5G4 deposits are more expressed in PD and AP‐SYN patients. Confocal images of immunofluorescence with PGP9.5 (green) and 5G4 (red) of dermal nerves around sweat glands in PD T0 (A–B), AP‐SYN (D–E), AP‐TAU (G–H), and healthy subject (J–L). In yellow colocalization of 5G4 and PGP 9.5 (C,F,I,M) along axons. Scale bar 50 μm. White arrows indicate positive structures, asterisks indicate unspecific staining in non‐neuronal structures. The percentage of 5G4 is higher in PD T0 compared to HC and AP‐TAU (P _FDR  < 0.012), but not compared to AP‐SYN, and in AP‐SYN more than in AP‐TAU (P _FDR  = 0.04) (N); no significant differences among localizations but a tendency of higher 5G4 at cervical site in PD (O).

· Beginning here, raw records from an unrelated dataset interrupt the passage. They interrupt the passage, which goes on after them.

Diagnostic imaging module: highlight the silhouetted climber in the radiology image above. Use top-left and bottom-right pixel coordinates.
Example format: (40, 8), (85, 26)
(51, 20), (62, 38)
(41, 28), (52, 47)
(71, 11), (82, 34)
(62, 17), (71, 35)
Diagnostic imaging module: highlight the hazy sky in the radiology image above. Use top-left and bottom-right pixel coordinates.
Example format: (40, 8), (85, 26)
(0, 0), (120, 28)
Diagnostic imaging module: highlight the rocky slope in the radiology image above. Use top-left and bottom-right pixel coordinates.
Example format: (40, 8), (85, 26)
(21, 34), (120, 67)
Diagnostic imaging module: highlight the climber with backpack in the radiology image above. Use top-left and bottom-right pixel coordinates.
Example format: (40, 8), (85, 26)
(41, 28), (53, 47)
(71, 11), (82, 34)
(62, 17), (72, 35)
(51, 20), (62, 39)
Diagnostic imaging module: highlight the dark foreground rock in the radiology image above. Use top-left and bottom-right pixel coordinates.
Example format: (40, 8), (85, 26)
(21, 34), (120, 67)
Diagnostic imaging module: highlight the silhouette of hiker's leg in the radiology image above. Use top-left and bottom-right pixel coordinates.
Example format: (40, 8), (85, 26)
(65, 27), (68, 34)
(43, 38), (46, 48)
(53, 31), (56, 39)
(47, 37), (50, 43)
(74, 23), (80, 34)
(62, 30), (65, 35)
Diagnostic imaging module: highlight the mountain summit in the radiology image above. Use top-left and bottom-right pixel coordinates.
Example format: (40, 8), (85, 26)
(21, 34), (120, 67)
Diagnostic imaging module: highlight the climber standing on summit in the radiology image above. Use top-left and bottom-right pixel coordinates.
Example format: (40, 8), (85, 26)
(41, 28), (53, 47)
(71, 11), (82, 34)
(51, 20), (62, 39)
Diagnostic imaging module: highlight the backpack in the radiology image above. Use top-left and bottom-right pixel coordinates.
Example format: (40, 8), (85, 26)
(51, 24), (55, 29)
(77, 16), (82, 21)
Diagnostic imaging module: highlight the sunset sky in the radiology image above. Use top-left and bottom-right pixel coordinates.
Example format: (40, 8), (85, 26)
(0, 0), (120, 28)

A major colocalization area 5G4/PGP9.5 was measured in PD with a proximal to distal gradient (P).

Figure 3

ROC analysis for p‐αSyn and 5G4 in PD. Sensitivity and specificity tests with each antibody in each anatomical site. N° PD T0 and N° HC are the number of subjects for which each test is available (A). Comparison of the diagnostic yield of test performed with p‐αSyn (blue), 5G4 (red), both markers (green) and 5G4 in cervical area only (yellow) (B). Statistical power of the ROC curves was: p‐αSyn (0.946), 5G4 (0.987), both markers (0.987) and 5G4 in cervical area only (0.998).

Figure 4

Skin innervation: intraepidermal nerve fiber density (IENFD). Immunofluorescence staining with anti‐PGP9.5 (green) and DAPI (blue) of cervical skin in an healthy subject (A) and PD (C); in A the dotted white line shows the border between epidermis and dermis: IENFD is calculated as the number of nerve fibers (arrows) crossing the border per mm. Dermal nerve fibers around sweat glands are shown in an healthy subject (B) and PD (D). The pictures shows skin denervation in PD more evident at level of autonomic nerve fibers of sweat gland. Scale bar 50 μm.

Figure 5

Cervical skin denervation correlates to disease duration and significantly increases at 12 months follow‐up. IENFD is lower in PD T0 patients compare to AP‐TAU and HC subjects (P < 0.03), but not compared with AP‐SYN (A). Total IENFD is significantly reduced in PD females versus PD males (P = 0.012), in PD females versus HC females (P = 0.002) and versus AP‐TAU (P < 0.001) (B). In PD after 12 months IENFD is significantly lower at the thigh (P = 0.002) and at the cervical site (P = 0.001) (C). Western blot of skin lysates (an example) (D). Densitometry of PGP9.5 and β‐actin bands measured by LICOR software (n = 12 PD, n = 8 HC) PGP9.5 values normalized to β‐actin, show a major denervation at cervical site (P < 0.05) (E). PGP9.5 quantification negatively correlates to disease duration at cervical site in PD at T0 (F).

Figure 6

Cervical skin denervation in PD differs according to disease gravity. PD patients were divided in two groups based on H&Y severity. The group with H&Y ≥ 3 is significant older (P = 0.005) (A), with a lower disease duration (P = 0.036) (B), and no difference in LEDD (C). After 12 months IENFD denervation is greater in more disabled patients at cervical site (P = 0.019) (D).